The Third Beard was also fleeting.  I was living in Macon, Georgia, and over the Christmas holidays in 1998 and 1999, I grew it out, thinking to make a more mature look during my first year of teaching school.  The day before school was to start again, I was convinced to shave it.  Thinking back, that was probably the right move, because I don’t remember any of the other teachers (male teachers, that is) having a goatee, and my principal, Mr. Sheftall, was the kind of guy who would tell one of his teachers to shave it off.

Then there was a pretty long spell of being clean-shaven while some big stuff happened in my life–I moved back to Ohio, taught in Springfield, then in Elyria, met and married Becky, the love of my life, and got started on graduate school.  I probably *should* have grown my beard out at some point, because I think I look better with it when I keep up with it, for one thing, and also because shaving around my mouth plus playing trombone really irritated that area, and I would get pimples right where my lips met the skin of the rest of my face, often right in the spot where the rim of my mouthpiece lands.  It never really occurred to me, though.  For whatever reason, even though I had tried it three times, two at my own instigation, it never crossed my mind.

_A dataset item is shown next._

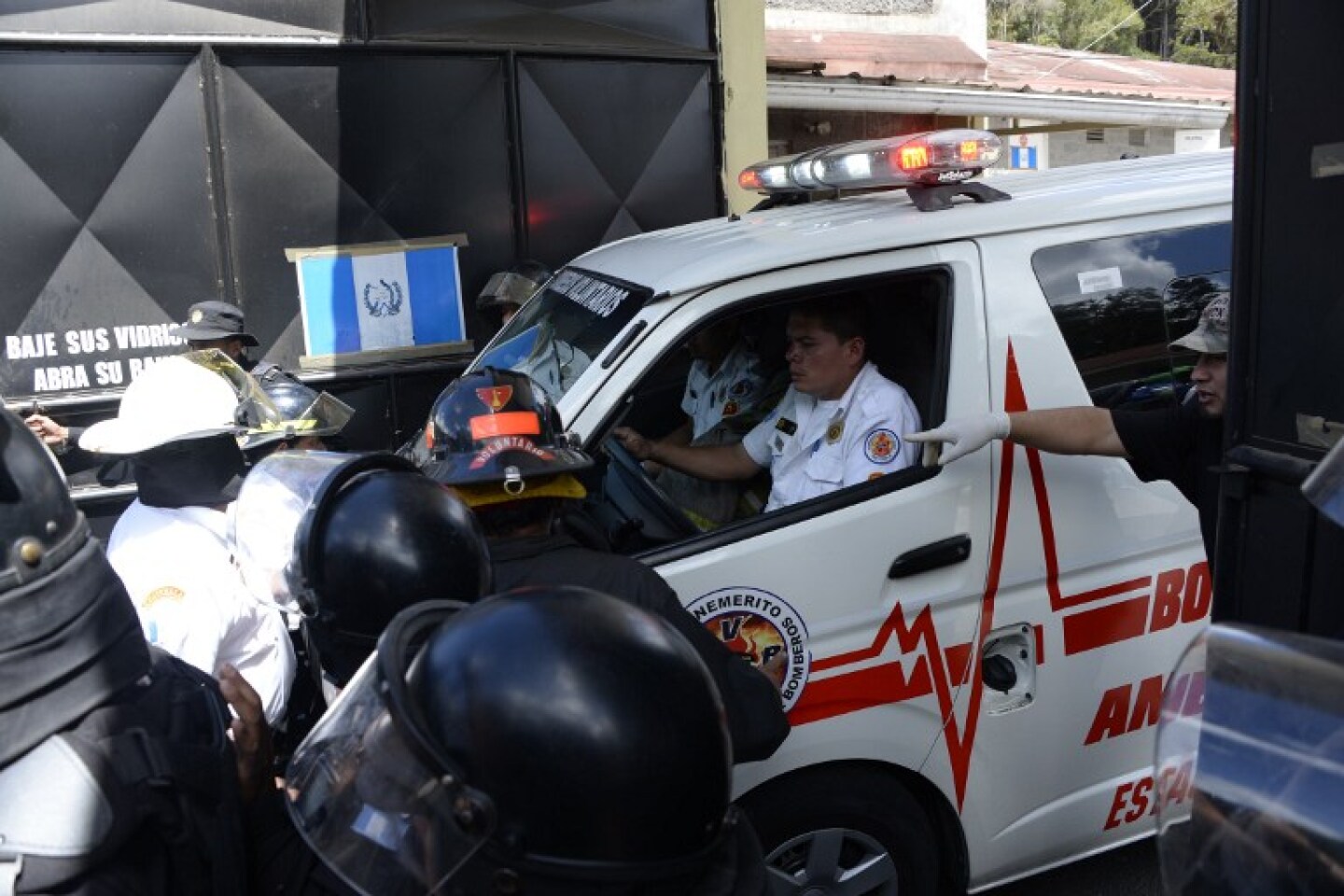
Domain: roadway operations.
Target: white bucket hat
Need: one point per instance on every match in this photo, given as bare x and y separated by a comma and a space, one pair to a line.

Then, in December 2005, came the Fourth Beard, and it has really become a part of my image.  I grew it because one of my fellow students at Ohio State grew one, and Becky said it looked good.  Only half-joking, I told her that I had better grow mine out, too, and she liked the idea, and the results.  I kept it until last Saturday, May 25, which means that it saw me through the second half of grad school, my first college teaching gig in Oklahoma, the birth of both of my children, some good things, some bad things.  I’ve had it the entire time I’ve been on Facebook and the entire time I’ve had my own website.  No one at my current job has ever seen me without it, and neither had Noah and Melia, or my neice Emma (or her dad Steve, for that matter), until last Saturday.  Noah had seen pictures of Becky and me from our wedding, when I was clean-shaven, and since then, he’s been pointing at the picture we have in the living room saying, “Daddy, you shaved off your mustache before the wedding.”  Yes, and no, Noah.  Yes and no.

One reason I kept the beard was that my dermatologist told me that keeping any skin covered reduces the chance of my skin cancer recurring, and I’m all in favor of that, so I’m growing it back.  I wasn’t sure what would be under there–would nine years show unpleasantly?  Becky says I look younger without it, but that I look better with it, so it’s coming back.  I think it’s the Will Riker effect–Jonathan Frakes looked much better in subsequent seasons of Star Trek: The Next Generation, not just because his uniform had been redesigned, but because of his excellent facial hair.  To wit:

(Although did they also change his eye color, or is it just the lighting?)

Anyway, I should have known as early as 1989 or so what a beard could do for a trombone player (whether or not he happens to be first officer of a Galaxy-class starship).  Clearly, I have learned something in all those years.

So… what will the Fifth Beard hold?  How long will it last?  Until tenure?  Full professor?  Until Melia is in elementary school, or Noah is in middle school?  Perhaps it will be the beard I wear to the premiere of my first symphony.  Maybe I will get better at taking care of it and it will be the beard I have the rest of my life.  Only three days in, I’m still in the growth stage, and I’m considering whether to go with the full beard (a la Number One) or stick with the goatee (I could do that, then shave my head and have a Benjamin Sisko thing… nah…).